Shakespeare's works are valuable centuries after they were written.
Does that mean that without a 500-year monopoly, they would
never have been written? Was an extended copyright term
necessary to induce him to write them? Obviously not, because there
was no copyright at the time.

With this rhetorical question in mind, one can see that
Liebowitz and Margolis have confused two very distinct issues:
1) what economic incentives are required to _motivate_ and/or
_reward_ creators of IP;
2) How long is a given copyrighted work economically valuable?

The fact that a copyrighted work is valuable in perpetuity does
not mean that one has a right to a perpetual government-enforced
monopoly over copying it. The governmental legal protection
comes with a (fair) price: the protection expires after a reasonable
term.

By confusing these two things, L&M are rationalizing rent-seeking
by publishers. Longer terms do nothing to reward creators or stimulate
more or better IP creation. This is proven by their own argument. Yes, in
fact a very small amount of the IP products (say, 2%) account for (say,
90%) of the economic value. What they forgot is that no one knows which
2% of the works is going to be so valuable! Which means *all* of the IP
that we have would be created regardless of whether the protection term
was extended or not. One simply does not know which products have the
long-lived value ex ante, only ex post. So it is only publishers seeking rents on
existing valuable products, not creators seeking rewards or stimulants
for creativity, who are interested in term extensions.

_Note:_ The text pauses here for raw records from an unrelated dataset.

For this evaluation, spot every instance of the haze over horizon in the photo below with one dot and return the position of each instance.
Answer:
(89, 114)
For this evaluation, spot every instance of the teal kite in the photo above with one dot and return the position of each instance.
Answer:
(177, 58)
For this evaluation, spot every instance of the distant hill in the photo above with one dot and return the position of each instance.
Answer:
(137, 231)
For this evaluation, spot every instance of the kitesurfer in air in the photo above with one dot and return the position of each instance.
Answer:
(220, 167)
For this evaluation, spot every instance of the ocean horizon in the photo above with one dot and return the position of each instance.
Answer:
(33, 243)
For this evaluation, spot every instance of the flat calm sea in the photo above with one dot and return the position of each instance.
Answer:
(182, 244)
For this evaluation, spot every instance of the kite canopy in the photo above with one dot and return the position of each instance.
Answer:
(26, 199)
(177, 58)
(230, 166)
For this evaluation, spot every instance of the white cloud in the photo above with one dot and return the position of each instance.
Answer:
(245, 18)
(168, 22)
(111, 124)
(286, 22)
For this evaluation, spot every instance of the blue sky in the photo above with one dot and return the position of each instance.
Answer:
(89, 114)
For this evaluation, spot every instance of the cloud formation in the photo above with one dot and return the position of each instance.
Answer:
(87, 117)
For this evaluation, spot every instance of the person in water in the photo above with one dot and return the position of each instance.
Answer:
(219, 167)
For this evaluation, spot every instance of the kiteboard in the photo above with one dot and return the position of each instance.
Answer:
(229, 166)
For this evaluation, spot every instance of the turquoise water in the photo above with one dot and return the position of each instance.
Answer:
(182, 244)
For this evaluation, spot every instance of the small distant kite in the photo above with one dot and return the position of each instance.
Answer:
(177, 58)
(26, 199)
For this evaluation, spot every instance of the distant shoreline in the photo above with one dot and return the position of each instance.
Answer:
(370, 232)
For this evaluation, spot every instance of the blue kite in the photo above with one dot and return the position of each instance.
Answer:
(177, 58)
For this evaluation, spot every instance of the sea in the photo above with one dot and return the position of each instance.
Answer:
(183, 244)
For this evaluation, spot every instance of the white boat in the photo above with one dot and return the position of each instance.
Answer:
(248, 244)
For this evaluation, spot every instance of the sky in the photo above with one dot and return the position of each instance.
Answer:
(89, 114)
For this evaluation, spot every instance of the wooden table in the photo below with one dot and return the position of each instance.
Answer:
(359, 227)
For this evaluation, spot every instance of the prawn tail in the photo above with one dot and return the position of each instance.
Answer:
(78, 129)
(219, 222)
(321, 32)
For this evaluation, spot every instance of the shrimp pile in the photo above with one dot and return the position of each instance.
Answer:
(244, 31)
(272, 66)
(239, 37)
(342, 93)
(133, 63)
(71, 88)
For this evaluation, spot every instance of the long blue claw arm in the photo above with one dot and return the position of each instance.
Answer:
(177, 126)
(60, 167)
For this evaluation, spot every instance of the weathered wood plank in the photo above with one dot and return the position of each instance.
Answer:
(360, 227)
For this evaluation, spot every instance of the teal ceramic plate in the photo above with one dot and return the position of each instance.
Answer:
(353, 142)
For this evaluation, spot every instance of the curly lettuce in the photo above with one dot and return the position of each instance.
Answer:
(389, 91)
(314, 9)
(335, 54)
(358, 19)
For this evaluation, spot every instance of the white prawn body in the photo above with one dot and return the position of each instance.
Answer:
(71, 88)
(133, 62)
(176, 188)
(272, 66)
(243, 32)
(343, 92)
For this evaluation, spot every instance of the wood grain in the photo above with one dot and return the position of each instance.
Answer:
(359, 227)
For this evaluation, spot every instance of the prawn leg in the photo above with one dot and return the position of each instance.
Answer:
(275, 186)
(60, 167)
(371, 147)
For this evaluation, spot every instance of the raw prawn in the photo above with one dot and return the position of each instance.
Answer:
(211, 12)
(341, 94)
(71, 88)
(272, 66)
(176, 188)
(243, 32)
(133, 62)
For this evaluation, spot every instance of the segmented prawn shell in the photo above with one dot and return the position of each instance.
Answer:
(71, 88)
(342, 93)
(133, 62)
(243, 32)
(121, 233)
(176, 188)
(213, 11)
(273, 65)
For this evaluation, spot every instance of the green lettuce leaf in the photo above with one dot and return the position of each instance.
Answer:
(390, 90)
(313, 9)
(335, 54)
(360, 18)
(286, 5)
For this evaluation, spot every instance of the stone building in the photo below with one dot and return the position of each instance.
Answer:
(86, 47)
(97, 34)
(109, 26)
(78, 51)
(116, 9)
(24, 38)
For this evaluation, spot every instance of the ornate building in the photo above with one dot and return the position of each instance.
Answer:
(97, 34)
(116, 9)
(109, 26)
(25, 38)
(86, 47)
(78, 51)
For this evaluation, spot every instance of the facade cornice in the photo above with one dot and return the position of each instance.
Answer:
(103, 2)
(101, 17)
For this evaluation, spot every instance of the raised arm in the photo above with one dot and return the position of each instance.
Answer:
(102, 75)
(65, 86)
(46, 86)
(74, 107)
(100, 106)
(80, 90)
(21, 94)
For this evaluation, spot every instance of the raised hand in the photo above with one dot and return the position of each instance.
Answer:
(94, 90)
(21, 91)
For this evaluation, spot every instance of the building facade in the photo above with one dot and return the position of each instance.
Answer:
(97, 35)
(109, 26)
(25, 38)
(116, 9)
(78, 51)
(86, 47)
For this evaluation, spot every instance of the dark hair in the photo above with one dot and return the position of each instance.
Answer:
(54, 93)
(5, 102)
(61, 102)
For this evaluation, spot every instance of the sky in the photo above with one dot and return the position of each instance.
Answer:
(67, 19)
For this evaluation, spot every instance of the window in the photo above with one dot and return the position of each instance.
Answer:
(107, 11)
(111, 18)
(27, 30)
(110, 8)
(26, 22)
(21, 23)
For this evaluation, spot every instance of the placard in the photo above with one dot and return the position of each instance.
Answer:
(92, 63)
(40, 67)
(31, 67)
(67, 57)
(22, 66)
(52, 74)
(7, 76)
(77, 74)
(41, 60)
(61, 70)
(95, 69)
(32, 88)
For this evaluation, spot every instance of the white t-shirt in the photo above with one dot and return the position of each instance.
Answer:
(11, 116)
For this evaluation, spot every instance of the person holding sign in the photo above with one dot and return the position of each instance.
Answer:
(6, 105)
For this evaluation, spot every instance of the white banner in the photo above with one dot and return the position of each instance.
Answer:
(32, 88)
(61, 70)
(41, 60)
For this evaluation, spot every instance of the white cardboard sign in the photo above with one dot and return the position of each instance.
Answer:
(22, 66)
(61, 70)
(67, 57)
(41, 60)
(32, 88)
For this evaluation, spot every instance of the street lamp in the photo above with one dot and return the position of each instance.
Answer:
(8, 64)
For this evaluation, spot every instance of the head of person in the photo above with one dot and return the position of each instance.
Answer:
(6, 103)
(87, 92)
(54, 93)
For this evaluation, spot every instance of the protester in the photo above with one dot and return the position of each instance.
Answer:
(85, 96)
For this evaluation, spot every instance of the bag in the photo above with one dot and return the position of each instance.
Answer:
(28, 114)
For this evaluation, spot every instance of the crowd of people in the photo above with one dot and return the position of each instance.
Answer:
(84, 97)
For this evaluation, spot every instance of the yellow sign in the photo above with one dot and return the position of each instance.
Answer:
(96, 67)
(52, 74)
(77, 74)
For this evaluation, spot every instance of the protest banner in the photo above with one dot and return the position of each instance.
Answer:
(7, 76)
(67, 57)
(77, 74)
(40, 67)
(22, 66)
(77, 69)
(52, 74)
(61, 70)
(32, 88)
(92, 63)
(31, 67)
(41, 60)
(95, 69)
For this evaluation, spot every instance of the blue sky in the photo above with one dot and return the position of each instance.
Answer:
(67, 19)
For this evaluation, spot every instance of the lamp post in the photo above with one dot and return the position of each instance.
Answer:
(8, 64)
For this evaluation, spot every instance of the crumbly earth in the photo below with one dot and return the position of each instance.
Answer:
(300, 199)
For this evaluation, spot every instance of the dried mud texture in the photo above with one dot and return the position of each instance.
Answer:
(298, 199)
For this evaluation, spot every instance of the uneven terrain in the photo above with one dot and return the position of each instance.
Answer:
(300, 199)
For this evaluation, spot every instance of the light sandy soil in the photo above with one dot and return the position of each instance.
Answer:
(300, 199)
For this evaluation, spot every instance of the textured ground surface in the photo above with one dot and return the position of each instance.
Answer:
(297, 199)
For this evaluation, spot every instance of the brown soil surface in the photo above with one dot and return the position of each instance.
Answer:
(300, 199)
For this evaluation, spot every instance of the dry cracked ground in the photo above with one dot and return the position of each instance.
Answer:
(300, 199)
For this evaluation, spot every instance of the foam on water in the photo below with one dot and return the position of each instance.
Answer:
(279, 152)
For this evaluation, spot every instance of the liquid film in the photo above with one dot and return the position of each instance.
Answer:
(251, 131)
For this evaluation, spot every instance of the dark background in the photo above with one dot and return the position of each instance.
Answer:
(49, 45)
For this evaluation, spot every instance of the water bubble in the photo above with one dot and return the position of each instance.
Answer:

Put more simply, longer copyright protection does not increase the chances
that one will produce valuable work, nor does it increase the amount of
work that will prove to be valuable for a long time. It only increases the
rents received by those who happen to own products that the marketplace
deems valuable on a ex post basis.

A doctoral student of mine has just completed some empirical research
that shows that longer copyright protection terms have zero relationship
to the incentive to create. The only statistically significant relationship
one can find is between how much money a person has received from
royalties and how long they want the protection term to be. This
reinforces the argument above.

I can't wait for their next paper: L&M arguing that patent protection
should be extended for 100 years. After all, that Edison patent on
electricity generation is still pretty darn valuable.